The opinion, issued Nov. 27 by the Court of Appeals in Conestoga Services v. Executive Risk Indemnity, expressly cites both that concern, and the involvement of the “friends of the court.”
Attorneys for Conestoga believe the involvement of the Big I state associations, and the amicus brief they submitted, played a key role in convincing the Court of Appeals that the lower court erred in summarily ruling in favor of the E&O insurer, said IBA West General Counsel Steve Young, who authored the brief.
The case has been sent back to the lower court for “reconsideration” in light of the appellate court’s opinion.
Since the opinion strongly suggests that Executive Risk had a duty to defend Conestoga in this case, it is probable that the parties will now reach an out-of-court settlement on the underlying E&O claims—assuming that Executive Risk does not bring or succeed in an appeal of the ruling, Young said.
At issue in Conestoga v. Executive Risk was the construction the lower federal court gave to an “insolvency exclusion” permitting an E&O insurer to deny coverage to a broker following the bankruptcy of the client to whom the broker had sold a surety bond.
The broker, Conestoga Insurance Services (formerly MacCready & Gutman), placed a surety bond with Frontier Pacific covering the workers’ compensation self-insurance obligations of Standard Brands Paints Co. The original amount of the bond, $5.7 million, was later reduced to $3.9 million, although the broker was allegedly negligent in transmitting the executed notice of the reduction.
After the paint company filed for bankruptcy—triggering the surety’s obligation—the surety then sued the broker to recover the difference between the original and reduced bond amounts. The broker then tendered defense to its E&O insurer, Executive Risk Indemnity.
However, Executive Risk refused to accept the defense, relying on a provision in the E&O policy that purported to exclude from coverage: “… any Claim … based on or directly or indirectly arising out of or resulting from the bankruptcy of, or suspension of payments or failure or refusal, in whole or in part, to pay by: […] (3) any bonding company or insurance company or reinsurance company, or (4) any self-insurance plan, insurance pool or reciprocal, captive insurance company, risk retention group or risk purchasing group.”
In granting Executive Risk’s motion for summary judgment, the District Court rejected the broker’s argument: 1) that the exemption was intended to apply to insolvent insurers, and 2) that ambiguities in the exclusion should be construed against the insurer (who wrote it) rather than against the policyholder (in this case, the broker).
Joining the broker on appeal as amicus parties were the “Big I” associations—representing independent insurance agents and brokers—in every state comprising the Ninth Circuit: Alaska, Arizona, California, Hawaii, Idaho, Montana, Nevada, Oregon and Washington.

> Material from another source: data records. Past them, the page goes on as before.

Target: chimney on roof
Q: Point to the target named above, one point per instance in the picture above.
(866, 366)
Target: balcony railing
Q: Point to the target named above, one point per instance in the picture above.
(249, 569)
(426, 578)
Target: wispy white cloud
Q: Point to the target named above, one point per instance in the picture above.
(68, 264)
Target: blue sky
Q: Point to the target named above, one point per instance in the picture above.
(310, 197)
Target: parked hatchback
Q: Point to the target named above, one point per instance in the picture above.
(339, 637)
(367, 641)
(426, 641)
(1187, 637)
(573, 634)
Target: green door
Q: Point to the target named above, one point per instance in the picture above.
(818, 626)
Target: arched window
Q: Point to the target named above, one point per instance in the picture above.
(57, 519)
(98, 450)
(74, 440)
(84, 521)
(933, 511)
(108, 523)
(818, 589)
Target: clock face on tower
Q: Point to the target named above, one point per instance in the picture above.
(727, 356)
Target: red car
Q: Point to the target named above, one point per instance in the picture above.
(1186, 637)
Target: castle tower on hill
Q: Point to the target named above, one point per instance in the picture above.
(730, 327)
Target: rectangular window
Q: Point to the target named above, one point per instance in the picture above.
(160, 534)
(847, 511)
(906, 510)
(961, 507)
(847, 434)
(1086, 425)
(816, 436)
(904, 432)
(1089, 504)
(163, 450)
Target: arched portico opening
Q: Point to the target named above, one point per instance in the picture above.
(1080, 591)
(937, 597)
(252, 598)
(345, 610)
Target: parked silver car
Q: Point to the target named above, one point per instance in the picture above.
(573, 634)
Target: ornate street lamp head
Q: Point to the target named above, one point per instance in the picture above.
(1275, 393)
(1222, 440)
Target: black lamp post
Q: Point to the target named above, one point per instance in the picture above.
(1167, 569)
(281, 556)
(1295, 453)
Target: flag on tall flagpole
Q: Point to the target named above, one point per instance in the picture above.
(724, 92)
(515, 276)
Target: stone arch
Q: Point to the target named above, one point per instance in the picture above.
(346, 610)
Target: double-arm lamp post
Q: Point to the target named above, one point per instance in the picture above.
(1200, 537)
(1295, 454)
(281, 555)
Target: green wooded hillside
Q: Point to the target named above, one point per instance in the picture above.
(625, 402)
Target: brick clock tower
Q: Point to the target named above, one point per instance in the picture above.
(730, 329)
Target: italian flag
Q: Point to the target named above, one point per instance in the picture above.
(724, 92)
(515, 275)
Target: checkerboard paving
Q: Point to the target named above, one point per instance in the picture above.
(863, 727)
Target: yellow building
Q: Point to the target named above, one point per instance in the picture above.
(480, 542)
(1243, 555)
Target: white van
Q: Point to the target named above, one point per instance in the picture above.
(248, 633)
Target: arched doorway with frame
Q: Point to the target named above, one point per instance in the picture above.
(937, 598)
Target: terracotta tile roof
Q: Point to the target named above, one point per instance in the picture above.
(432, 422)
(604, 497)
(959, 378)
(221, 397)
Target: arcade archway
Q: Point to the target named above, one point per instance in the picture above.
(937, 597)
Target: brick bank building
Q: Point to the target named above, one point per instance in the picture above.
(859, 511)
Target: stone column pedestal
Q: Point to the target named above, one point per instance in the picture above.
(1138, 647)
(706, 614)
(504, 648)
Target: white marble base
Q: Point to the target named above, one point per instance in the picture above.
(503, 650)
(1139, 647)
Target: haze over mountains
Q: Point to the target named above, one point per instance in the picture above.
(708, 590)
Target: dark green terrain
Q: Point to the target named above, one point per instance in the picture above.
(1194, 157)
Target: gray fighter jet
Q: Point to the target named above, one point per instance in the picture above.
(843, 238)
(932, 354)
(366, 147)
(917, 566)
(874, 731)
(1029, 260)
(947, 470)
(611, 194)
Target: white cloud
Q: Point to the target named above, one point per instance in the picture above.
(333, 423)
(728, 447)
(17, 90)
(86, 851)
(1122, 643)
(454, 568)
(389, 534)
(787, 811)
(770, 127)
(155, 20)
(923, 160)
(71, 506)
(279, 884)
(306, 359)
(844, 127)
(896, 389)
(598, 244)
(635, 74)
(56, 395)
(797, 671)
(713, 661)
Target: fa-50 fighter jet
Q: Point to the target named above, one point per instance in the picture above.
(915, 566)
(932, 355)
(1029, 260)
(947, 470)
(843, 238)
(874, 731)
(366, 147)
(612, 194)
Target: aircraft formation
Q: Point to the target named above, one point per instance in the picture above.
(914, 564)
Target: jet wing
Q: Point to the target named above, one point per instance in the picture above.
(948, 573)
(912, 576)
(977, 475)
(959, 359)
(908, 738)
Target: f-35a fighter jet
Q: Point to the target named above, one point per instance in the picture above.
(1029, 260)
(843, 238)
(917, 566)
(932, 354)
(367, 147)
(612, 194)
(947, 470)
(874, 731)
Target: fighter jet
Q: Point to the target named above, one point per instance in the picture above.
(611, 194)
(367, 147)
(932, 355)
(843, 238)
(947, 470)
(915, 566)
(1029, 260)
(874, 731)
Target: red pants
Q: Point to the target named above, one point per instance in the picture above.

All nine associations joined together to file a single “amicus brief.”
E&O insurers would be wrongfully enriched—at the expense of insurance agents and brokers—and E&O policies for producers would arguably be rendered worthless, unless the lower court decision was reversed, IBA West and the other producer groups told the Court of Appeals.
“There would be no reason for an agent or broker to purchase an expensive E&O policy if it excluded situations where an insurer failed to pay policyholders’ claims,” Young said, a point echoed in the appellate court’s opinion.
A three-judge panel of the Ninth Circuit Court of Appeals heard oral argument on Nov. 6: Betty Fletcher, Johnnie Rawlinson, and Richard Arnold. In the federal system, the only higher court is the United States Supreme Court.
The appellate opinion was also heavily based on the panel’s determination that the lower court had erred in determining that the “cause” of the injury in the underlying case was the bankruptcy of the paint company, as opposed to the error of the broker in processing the executed paperwork reducing the amount of the bond.